Или, примостившись на большом стволе вербы, неизвестно как попавшем сюда, но обтертом до блеска постоянно шмыгающими в штанишках из суровины мальчишками-казачатами, дерзкими и непоседливыми, – можно заигрывать друг с другом, шутя ухаживать, присматриваясь к будущим женихам и невестам. Но открыто все равно никто никому предпочтение не будет оказывать – засмеют, проходу не дадут. Хотя и скрывать что-либо в хуторе невозможно. Осведомленность у людей обо всех событиях полнейшая. Особенно, если это касается особо деликатных дел. Вечером, поздними сумерками сладят, бывало, любовь казак с казачкой, а ранним утром уже весь хутор оповещен об этом событии. Хотя ведь точно известно, что ни казак, ни казачка ни единым словом не обмолвились. Откуда кто что узнает – уму непостижимо. Не иначе сам хуторской воздух предательски нежен и болтлив. Хотя хутор Буерак-Сенюткин на несколько верст из конца в конец протянулся по правому берегу Дона и ручья Лог, впадающего в Дон. И по склонам горы Реуцкой. Сады большие. Левады – тоже. Дворы обнесены высокими заборами... А вот сокровенные намерения, да и дела каждого жителя чуть ли не мгновенно становятся известными всему хутору. Как это происходит – тайна, которую не могут разгадать до сих пор... Ну а пока, играя на прогоне в горелки, кто-то запыхавшись, на лету, в полумраке случайно схватит подружку свою и обожжет руки о тугие девичьи груди... И тут же, вдруг опомнившись, крикнет:
– Табун идет!
На него зашикают: зачем спугнул очарование трепетной радости. Другой с надеждой ответит:
– Еще далеко...
И в самом деле, далеко табун. Вон там; за сторожевым курганом. Видишь, пыль розовыми клубами поднимается. Нет, столбом. Да нет, как после дождя – радугой... Вон, слышишь, Филька кнутом еще не хлопает... Да нет, вроде один раз уже как будто слышалось отдаленное эхо в садах... Ну, так он же еще не раз будет хлопать кнутом.

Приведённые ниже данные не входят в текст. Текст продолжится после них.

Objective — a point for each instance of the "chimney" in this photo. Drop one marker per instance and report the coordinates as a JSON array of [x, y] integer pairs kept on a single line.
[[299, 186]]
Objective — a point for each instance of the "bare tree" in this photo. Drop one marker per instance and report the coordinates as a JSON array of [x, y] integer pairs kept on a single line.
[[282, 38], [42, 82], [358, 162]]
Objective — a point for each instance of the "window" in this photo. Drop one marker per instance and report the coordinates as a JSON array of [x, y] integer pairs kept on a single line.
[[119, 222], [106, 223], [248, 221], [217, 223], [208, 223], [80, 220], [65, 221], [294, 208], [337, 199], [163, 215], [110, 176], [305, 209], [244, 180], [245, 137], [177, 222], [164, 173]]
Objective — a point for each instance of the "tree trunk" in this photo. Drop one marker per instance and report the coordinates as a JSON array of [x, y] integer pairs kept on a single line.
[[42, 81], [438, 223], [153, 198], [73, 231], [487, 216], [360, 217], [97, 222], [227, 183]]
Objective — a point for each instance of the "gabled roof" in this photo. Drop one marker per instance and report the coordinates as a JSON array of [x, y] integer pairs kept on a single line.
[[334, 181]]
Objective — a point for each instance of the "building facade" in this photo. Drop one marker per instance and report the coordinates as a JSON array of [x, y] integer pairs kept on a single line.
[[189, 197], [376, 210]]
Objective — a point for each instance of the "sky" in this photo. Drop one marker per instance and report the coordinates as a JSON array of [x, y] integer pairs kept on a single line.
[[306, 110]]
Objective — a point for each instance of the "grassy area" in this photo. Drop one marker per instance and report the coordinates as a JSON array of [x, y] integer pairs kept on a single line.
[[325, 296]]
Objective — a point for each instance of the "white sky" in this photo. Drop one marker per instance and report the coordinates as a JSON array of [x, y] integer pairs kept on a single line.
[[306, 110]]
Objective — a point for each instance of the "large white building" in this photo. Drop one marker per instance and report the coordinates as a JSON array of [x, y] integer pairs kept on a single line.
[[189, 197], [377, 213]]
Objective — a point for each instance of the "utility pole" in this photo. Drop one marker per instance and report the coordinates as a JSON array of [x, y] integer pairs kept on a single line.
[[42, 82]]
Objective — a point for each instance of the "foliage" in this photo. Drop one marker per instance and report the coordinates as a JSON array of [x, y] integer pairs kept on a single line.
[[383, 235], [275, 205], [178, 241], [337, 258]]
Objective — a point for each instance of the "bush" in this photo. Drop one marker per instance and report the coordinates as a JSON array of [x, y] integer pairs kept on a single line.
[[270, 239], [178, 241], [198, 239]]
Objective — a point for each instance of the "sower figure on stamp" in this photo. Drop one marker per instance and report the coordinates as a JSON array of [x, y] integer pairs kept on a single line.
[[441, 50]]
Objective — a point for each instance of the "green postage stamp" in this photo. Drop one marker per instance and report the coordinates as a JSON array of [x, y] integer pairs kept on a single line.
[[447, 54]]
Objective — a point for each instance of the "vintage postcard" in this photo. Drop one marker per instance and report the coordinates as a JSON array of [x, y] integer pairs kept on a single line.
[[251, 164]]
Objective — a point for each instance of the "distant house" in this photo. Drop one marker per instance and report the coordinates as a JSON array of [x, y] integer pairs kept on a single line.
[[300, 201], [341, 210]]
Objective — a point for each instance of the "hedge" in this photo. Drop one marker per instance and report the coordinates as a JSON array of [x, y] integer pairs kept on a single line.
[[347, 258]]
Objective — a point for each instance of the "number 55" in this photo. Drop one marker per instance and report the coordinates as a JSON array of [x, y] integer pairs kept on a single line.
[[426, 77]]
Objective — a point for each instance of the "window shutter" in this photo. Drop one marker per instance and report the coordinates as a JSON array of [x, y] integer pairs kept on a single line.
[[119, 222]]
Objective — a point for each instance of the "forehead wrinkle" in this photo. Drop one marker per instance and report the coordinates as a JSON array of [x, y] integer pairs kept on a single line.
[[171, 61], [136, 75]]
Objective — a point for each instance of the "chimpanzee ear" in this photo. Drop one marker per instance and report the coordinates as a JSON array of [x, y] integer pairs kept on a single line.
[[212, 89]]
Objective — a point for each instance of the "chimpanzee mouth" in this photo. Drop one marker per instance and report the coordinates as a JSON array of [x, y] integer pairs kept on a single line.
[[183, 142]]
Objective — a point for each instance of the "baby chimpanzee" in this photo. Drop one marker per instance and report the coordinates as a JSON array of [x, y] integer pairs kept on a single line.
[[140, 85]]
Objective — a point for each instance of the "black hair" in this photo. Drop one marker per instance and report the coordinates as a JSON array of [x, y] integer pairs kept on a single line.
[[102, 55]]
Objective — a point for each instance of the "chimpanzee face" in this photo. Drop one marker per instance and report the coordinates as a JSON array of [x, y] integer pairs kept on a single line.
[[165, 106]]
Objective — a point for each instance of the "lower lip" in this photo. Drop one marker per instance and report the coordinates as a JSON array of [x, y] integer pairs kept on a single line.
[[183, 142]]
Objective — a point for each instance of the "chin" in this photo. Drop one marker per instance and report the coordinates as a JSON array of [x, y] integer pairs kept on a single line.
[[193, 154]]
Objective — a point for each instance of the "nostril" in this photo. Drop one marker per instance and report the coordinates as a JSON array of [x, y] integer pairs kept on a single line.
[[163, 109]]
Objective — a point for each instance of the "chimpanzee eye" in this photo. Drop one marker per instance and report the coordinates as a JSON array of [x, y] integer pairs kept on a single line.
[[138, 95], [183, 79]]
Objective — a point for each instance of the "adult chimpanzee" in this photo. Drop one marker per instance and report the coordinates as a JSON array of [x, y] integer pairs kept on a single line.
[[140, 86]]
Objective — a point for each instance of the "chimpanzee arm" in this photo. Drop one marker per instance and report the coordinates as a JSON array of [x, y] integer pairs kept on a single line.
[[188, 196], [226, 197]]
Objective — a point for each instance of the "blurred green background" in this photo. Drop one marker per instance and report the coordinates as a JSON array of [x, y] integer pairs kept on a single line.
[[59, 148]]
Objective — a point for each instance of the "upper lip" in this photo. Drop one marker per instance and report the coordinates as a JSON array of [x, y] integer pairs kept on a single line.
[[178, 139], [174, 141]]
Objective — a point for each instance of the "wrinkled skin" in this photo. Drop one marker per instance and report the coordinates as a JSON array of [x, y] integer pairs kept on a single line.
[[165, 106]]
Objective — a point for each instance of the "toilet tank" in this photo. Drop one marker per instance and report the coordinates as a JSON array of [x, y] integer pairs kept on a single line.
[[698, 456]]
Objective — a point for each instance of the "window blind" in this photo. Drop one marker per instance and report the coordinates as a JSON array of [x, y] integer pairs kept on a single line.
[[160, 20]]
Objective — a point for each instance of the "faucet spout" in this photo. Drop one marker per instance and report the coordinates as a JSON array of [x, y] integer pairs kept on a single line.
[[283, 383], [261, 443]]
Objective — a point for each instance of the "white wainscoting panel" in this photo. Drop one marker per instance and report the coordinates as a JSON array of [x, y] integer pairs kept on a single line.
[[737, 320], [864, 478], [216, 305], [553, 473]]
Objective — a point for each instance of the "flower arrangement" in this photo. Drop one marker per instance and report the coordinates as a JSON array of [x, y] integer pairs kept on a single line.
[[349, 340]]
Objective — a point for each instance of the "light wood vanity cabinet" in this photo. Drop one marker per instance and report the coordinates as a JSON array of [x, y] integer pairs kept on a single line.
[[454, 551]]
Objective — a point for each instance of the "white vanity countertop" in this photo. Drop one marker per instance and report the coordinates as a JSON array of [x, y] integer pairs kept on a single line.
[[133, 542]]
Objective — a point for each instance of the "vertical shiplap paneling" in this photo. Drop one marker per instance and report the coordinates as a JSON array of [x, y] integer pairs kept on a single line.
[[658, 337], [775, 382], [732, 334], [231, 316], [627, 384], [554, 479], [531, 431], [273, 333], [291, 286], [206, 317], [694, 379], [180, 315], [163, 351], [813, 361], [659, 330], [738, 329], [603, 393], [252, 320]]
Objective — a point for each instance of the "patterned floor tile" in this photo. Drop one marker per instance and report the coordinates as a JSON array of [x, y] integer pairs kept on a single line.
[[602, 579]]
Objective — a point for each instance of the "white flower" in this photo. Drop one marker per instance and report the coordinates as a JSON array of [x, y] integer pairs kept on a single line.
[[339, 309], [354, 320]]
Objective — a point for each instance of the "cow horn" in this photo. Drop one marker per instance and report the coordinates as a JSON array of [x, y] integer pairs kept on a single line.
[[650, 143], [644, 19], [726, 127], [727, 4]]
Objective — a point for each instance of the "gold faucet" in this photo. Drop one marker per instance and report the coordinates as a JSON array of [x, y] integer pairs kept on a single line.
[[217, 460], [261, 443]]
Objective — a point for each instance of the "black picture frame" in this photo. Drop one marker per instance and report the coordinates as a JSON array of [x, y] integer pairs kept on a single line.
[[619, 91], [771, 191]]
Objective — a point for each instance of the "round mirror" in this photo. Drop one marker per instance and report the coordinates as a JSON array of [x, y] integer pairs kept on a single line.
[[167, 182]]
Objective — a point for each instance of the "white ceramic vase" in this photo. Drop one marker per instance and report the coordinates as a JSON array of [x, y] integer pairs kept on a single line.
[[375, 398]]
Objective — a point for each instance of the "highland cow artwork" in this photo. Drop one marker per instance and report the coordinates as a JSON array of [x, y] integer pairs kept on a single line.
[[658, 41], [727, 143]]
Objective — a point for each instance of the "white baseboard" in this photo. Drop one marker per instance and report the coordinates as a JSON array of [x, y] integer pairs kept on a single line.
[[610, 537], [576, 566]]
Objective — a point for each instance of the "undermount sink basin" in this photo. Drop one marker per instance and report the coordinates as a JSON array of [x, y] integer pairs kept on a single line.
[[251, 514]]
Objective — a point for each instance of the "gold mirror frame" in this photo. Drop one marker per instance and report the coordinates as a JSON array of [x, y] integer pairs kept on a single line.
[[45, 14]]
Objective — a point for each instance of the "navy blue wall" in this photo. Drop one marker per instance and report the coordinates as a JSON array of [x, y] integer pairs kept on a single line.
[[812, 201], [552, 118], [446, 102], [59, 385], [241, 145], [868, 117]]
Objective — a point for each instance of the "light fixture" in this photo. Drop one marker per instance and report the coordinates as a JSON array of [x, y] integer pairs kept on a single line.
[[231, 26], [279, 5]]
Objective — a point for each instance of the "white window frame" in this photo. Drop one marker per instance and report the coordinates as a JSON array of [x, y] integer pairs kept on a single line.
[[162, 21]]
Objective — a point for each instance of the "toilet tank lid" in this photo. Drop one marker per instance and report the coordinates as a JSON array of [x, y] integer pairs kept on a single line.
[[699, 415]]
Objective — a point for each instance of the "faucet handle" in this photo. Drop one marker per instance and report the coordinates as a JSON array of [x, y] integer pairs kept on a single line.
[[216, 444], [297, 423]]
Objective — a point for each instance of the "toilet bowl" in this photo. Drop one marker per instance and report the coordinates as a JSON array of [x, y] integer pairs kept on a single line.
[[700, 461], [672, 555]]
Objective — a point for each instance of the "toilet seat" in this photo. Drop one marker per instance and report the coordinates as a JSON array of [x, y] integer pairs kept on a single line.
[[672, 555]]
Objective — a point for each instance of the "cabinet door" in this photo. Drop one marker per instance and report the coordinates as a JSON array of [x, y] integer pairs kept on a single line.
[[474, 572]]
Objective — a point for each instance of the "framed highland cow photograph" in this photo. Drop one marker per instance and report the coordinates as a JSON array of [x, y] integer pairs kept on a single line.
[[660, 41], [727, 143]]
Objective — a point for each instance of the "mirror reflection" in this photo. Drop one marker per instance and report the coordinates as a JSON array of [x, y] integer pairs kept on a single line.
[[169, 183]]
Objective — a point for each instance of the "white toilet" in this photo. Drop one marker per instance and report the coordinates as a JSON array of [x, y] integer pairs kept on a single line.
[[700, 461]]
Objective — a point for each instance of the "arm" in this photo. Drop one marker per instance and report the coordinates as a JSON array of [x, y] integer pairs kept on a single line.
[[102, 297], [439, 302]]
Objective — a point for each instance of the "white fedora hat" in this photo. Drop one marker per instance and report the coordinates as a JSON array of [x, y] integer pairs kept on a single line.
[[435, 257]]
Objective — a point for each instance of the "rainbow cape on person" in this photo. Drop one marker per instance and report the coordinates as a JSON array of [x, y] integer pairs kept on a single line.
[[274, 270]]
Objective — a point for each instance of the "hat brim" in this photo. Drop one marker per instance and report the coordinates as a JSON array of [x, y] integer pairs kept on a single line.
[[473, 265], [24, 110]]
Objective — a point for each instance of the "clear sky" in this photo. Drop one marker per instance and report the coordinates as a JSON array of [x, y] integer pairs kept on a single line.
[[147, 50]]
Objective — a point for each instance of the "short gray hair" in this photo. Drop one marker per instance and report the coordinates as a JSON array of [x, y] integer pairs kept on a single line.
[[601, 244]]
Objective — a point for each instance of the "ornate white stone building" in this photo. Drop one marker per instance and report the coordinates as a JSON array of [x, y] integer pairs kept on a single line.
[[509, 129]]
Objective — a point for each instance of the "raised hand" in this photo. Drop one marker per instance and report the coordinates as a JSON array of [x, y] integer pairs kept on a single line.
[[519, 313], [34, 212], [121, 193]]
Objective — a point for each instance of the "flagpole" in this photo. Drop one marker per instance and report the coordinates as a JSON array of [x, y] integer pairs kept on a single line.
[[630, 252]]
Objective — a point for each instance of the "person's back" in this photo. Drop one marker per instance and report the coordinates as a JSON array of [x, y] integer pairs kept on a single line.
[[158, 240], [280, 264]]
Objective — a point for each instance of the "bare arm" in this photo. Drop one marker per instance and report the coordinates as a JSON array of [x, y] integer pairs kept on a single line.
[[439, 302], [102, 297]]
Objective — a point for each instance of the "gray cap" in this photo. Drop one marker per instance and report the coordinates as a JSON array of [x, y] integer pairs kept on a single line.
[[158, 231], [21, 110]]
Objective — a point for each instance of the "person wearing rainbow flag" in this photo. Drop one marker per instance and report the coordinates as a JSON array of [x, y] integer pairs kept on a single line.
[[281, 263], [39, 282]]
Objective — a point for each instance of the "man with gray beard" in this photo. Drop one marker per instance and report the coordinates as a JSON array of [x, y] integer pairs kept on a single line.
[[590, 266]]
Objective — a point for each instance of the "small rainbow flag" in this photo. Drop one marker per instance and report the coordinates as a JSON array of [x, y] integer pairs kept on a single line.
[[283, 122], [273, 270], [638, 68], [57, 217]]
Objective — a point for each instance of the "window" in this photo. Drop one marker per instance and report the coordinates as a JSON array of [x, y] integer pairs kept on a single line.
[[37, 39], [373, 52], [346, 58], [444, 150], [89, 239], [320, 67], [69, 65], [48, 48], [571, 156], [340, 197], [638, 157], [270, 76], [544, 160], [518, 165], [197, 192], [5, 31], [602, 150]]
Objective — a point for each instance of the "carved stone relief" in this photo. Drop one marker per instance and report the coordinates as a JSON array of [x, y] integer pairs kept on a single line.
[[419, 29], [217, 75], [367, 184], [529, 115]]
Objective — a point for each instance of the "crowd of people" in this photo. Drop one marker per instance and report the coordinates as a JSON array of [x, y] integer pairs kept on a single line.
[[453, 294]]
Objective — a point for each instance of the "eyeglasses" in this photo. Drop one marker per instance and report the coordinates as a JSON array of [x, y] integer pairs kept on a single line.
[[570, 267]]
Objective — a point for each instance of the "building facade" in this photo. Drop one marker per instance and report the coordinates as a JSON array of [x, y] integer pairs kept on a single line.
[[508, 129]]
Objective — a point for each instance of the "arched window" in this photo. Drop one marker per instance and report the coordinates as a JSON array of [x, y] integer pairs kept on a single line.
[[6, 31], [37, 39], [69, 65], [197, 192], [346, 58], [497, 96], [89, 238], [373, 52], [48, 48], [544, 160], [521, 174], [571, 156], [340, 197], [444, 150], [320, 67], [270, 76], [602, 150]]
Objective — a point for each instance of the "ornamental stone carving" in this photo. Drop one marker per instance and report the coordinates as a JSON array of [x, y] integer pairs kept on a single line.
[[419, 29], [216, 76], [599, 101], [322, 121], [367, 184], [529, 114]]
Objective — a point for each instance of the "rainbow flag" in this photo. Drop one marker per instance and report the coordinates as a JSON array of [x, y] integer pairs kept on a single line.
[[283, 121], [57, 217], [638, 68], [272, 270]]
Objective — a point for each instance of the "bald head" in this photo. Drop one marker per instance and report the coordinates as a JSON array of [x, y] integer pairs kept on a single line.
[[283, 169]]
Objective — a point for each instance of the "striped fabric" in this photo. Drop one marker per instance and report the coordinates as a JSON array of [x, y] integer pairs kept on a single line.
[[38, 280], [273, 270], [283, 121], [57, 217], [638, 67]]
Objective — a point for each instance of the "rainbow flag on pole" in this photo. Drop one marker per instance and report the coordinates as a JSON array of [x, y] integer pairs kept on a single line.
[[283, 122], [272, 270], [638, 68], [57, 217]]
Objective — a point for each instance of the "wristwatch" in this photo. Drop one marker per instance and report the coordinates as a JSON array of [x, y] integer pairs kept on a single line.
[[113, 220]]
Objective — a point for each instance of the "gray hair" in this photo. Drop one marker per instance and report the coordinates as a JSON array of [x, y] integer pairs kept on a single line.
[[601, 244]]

– Ну а пока табун сойдет вниз, давайте еще разочек сыграем в горелки.
А в это время маленькие казачата, подстрекаемые взрослыми, ссорятся, дерутся, бьют друг другу носы, рвут рубашки, потом снова мирно играют, валяются в траве, заразительно по-детски хохочут, счастливые беззаботностью своей.
5
В праздничные дни на прогон стекался весь хутор, молодые и старые. Молодежь собиралась повеселиться, а взрослые – поделиться новостями, пощелкать семечки, вспомнить юность свою, которая была светла и прекрасна, а сейчас, мол, все не то... Да и просто посудачить, да чего греха таить, и посплетничать насчет соседушек... Играют в «мяча» – лапту... Поют старинные казачьи песни...
На хуторе из музыкальных инструментов были гармошки – двухрядки, под которые выбивали «Трепака» и «Барыню». Гармонистов нанимали больше всего для свадьбы, а уж если кто из них снизойдет прийти на – прогон или на вечеринку, то это считалось большой честью для молодежи. И уж тогда сердобольные казачки укутывают двухрядку своими шалями, чтобы, упаси господи, басы не простудились на вечерней заре. А охочие до плясок и ласк в глаза гармонисту заглядывают, упрашивая его сыграть еще разочек. А он ходит этаким гоголем, поплевывая семечки и играя бахромой кушака, свысока поглядывая на покорно-умиленные лица молодых казачек. Ох и любили же поломаться хуторские гармонисты! Может быть, поэтому они и были в таком почете?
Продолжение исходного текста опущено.